Und wie geht das bitte?

Immerhin hat diese Studie es in die wissenschaftliche Literatur und in einen Normenentwurf geschafft. Dass man Kinder buchstäblich per Knopfdruck aktivieren oder beruhigen kann, wurde sogar in einer Fernsehshow „Die große Show der Naturwunder“ vom ARD präsentiert. Ein Triumph des HARKing! Und hier ist der Emotionswähler, den sich die Lehrerschaft gewünscht hatte.

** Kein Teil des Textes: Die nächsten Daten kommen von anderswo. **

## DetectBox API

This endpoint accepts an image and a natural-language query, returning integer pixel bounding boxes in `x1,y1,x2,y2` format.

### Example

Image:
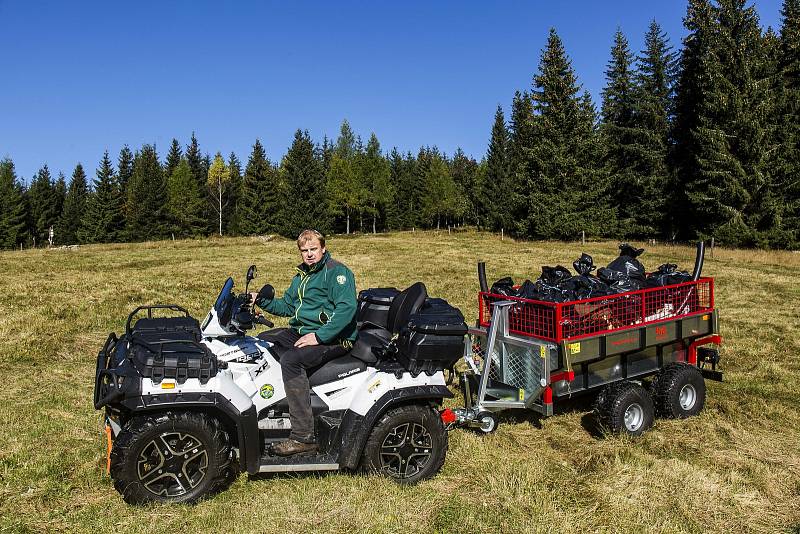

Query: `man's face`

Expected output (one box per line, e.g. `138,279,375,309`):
299,237,325,266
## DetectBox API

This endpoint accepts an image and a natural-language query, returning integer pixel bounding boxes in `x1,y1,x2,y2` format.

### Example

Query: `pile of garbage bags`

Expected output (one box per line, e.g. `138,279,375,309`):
490,243,693,304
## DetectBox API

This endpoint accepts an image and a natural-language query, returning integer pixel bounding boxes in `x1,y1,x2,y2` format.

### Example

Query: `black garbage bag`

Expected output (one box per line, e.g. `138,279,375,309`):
558,254,613,300
598,267,641,293
516,279,541,300
489,276,516,296
531,266,573,302
573,253,596,276
607,243,647,284
645,263,692,287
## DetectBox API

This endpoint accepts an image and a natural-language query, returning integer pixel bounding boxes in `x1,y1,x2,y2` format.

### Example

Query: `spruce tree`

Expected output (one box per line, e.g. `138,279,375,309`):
386,148,418,230
0,158,29,249
225,152,243,235
27,165,61,246
80,151,125,243
118,145,134,197
631,20,676,237
484,105,511,230
282,129,329,236
776,0,800,245
449,147,479,227
165,138,183,178
166,158,206,238
57,163,88,244
527,28,613,239
361,133,392,233
675,0,775,246
601,29,642,235
126,144,170,241
237,139,280,235
508,91,535,234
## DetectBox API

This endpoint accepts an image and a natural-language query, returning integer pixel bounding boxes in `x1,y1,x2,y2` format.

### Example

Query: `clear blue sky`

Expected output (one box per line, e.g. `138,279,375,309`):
0,0,783,184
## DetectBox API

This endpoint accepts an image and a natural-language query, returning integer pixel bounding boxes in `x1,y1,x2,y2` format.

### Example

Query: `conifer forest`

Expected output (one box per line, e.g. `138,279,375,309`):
1,0,798,249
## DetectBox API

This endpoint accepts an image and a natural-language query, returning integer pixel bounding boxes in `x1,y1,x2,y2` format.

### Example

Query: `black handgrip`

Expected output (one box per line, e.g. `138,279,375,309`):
255,316,274,328
257,284,275,304
692,241,705,281
478,262,488,293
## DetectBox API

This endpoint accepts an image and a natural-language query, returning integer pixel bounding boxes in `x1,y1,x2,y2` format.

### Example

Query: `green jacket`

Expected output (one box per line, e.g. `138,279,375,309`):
256,251,358,344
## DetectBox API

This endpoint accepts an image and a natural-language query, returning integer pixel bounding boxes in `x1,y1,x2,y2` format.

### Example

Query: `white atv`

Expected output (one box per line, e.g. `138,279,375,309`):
93,266,466,504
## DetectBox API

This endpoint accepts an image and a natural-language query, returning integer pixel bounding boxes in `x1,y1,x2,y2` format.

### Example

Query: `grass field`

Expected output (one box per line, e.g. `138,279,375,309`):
0,231,798,533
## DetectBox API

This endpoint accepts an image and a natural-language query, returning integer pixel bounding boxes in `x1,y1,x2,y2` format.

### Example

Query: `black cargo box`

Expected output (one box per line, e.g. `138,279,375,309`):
396,299,467,375
357,287,399,329
128,316,216,384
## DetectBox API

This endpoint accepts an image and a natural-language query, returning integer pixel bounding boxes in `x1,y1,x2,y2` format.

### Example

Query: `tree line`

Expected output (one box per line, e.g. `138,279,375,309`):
1,0,798,249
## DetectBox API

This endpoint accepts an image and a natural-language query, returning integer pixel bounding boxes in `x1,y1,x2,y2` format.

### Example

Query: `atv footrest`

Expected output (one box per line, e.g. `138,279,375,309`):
258,452,339,473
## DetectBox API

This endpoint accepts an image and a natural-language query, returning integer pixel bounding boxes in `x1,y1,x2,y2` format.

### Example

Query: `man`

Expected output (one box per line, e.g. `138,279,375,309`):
252,229,358,456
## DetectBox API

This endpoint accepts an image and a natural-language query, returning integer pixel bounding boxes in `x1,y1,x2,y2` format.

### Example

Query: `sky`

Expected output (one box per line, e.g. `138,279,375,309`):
0,0,785,184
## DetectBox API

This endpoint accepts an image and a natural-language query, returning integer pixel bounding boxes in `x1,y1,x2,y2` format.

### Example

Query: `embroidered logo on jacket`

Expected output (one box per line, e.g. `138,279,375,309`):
336,275,346,285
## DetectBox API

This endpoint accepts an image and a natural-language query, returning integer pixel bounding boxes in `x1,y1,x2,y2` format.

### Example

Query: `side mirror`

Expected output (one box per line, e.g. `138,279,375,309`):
245,265,257,293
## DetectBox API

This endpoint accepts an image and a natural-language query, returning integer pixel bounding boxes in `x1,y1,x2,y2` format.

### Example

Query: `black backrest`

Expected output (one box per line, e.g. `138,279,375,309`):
386,282,427,335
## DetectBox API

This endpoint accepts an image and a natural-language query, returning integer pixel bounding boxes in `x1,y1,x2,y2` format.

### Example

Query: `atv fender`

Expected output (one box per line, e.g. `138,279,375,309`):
337,384,453,470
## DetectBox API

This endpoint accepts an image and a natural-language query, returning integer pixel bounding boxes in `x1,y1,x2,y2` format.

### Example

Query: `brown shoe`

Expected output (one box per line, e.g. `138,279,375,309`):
272,439,318,457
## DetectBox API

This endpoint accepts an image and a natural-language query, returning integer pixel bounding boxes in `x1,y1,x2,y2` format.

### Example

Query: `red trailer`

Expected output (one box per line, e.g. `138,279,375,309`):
452,243,723,435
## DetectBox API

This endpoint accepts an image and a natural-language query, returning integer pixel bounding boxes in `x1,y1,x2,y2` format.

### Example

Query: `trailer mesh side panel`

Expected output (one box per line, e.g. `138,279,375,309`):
473,334,543,396
479,278,714,342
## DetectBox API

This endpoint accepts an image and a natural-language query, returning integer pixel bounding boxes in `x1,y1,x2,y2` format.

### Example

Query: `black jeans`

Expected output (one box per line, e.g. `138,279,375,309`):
257,328,347,443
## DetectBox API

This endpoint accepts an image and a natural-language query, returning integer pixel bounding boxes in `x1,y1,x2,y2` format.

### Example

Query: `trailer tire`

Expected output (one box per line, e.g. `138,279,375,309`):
360,404,447,485
110,411,237,504
652,363,706,418
475,411,498,434
594,381,654,436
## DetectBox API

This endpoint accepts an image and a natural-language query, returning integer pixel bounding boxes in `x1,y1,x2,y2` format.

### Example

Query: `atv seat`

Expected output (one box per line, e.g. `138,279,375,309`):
350,282,427,365
307,355,367,387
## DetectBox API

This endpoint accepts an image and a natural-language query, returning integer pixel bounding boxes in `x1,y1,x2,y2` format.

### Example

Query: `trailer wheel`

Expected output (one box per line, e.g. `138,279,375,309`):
652,363,706,418
110,411,238,504
361,404,448,485
594,381,654,436
475,411,498,434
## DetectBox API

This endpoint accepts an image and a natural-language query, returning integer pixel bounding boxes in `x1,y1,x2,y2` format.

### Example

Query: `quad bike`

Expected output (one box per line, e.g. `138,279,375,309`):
94,266,466,504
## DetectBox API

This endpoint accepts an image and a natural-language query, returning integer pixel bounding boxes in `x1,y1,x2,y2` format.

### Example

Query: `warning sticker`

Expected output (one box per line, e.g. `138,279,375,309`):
567,342,581,354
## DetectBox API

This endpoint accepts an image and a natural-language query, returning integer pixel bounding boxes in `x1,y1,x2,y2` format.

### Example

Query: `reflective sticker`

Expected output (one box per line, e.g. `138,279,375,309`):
540,345,546,358
567,342,581,354
702,315,709,321
519,389,525,401
336,275,347,285
368,380,381,393
259,384,274,399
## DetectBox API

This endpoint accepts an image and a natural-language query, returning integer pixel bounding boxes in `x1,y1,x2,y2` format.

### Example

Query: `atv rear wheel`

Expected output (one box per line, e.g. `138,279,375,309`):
361,404,447,485
110,411,238,504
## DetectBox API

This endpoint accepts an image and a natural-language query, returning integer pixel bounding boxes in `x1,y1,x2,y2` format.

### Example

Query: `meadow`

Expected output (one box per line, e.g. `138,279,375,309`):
0,231,798,533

HARKing ist eine gängige Methode. Hat man einmal festgestellt, dass man bestimmte Fragen „signifikant“ testen kann, ermittelt man neue Erkenntnisse schneller, als andere denken können. Man kann dem Auftraggeber ein Ergebnis völlig legal vorab garantieren und die Studie nachschieben. Wie diese todsicher gelingt, lässt sich im Voraus berechnen.

Der allergrößte Anteil der Studien, die ihre Erkenntnisse über HARKing gewinnen, wird aber von Forschenden ausgeführt, denen ihr Vorgehen nicht einmal bewusst ist. Man stößt zufällig auf Gemeinsamkeiten und erklärt diese mit einer geeigneten Studie.